Épris d'absolu et d'un romantisme taillé dans une langue cristalline, Andreï Makine évoque la nostalgie d'un temps révolu et le dénuement de l'homme en face de l'horreur du stalinisme dans un roman fort et envoûtant. Plaidoyer pour la beauté d'une époque diabolisée, La vie d'un homme inconnu fait revivre l'ère soviétique, un chapitre tragique et en même temps sublime de l'histoire russe. Makine poursuit, après le Testament français (prix Goncourt et Médicis, 1995), La musique d'une vie et La femme qui attendait, son voyage au bout d'une Russie qui le fascine et constitue le point focal de son oeuvre humaniste, dense et poétique.

Choutov, un écrivain dissident russe exilé à Paris et dégoûté par l'esprit arriviste du milieu littéraire parisien, retourne sur sa terre natale après sa rupture avec une jeune Française. À la recherche d'une âme russe disparue et d'un amour de jeunesse, il découvre que la femme qu'il aimait a changé. Elle fait désormais partie des nouveaux riches qui «pastichent les modes occidentales». Choutov peine à reconnaître cette Russie de Poutine proche de celle des tsars, une Russie faste et riche, interrompue par la funeste parenthèse soviétique.

 

Dans son désenchantement, Choutov rencontre Volski, un vieil homme qui a connu le siège de Leningrad, la guerre et le goulag. Devenu muet après avoir enterré sa vie marquée par le stalinisme, Volski porte la mémoire de l'atroce ère soviétique. À travers le puissant récit de cet «homme inconnu», Makine fait le pari risqué d'humaniser cette période noire de l'histoire russe où l'homme est réduit à l'essentiel, au dépouillement total, et découvre le bonheur de la dépossession, de l'amour et de la fraternité.

Durant le siège de Leningrad, Volski et Mila vont jouer dans un théâtre, où les acteurs meurent pendant les représentations. «Leur vie se confondait avec le théâtre», peut-on lire, «ceux qui chantaient sur scène et ceux qui écoutaient dans la salle avaient en partage la mort.

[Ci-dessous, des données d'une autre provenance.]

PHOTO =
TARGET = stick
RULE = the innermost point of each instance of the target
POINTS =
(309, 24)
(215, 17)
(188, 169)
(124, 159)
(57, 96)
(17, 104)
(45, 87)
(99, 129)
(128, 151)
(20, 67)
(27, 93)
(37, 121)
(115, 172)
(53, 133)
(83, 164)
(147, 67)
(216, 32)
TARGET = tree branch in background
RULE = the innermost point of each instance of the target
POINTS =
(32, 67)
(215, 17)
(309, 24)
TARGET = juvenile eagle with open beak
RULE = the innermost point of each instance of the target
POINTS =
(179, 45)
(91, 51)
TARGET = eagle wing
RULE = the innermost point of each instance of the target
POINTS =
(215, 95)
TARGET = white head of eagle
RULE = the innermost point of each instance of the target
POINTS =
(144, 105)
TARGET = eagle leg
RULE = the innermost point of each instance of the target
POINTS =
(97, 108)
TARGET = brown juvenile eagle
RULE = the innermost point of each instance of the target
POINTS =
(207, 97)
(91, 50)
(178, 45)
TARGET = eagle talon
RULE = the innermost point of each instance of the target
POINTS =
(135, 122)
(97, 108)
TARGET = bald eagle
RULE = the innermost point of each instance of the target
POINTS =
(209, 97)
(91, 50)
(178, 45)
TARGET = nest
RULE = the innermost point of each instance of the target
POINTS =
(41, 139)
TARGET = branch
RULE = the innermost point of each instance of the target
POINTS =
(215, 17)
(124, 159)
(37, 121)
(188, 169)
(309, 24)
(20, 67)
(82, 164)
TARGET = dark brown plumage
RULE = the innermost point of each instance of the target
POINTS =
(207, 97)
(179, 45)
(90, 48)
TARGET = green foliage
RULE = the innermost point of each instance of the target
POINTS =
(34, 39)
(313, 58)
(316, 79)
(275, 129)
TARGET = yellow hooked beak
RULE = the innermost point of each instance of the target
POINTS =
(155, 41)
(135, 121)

L'illusion scénique créée si près du néant devenait d'une vérité souveraine». En plein coeur de l'horreur, le superflu fout le camp. De la tragédie ne subsiste que l'essence. Thème de prédilection chez Makine, ce retour vers un état primaire de l'humanité constitue un acte de résistance contre la perte de la spiritualité. Durant l'ère soviétique, on vivait autrement, on aimait différemment, semble-t-il. Roman à la mémoire de ceux qui ont vécu une autre Russie, une autre époque, La vie d'un homme inconnu vibre d'un espoir en une humanité fraternelle menacée de perdre son âme, à laquelle Makine voue un culte indéfectible.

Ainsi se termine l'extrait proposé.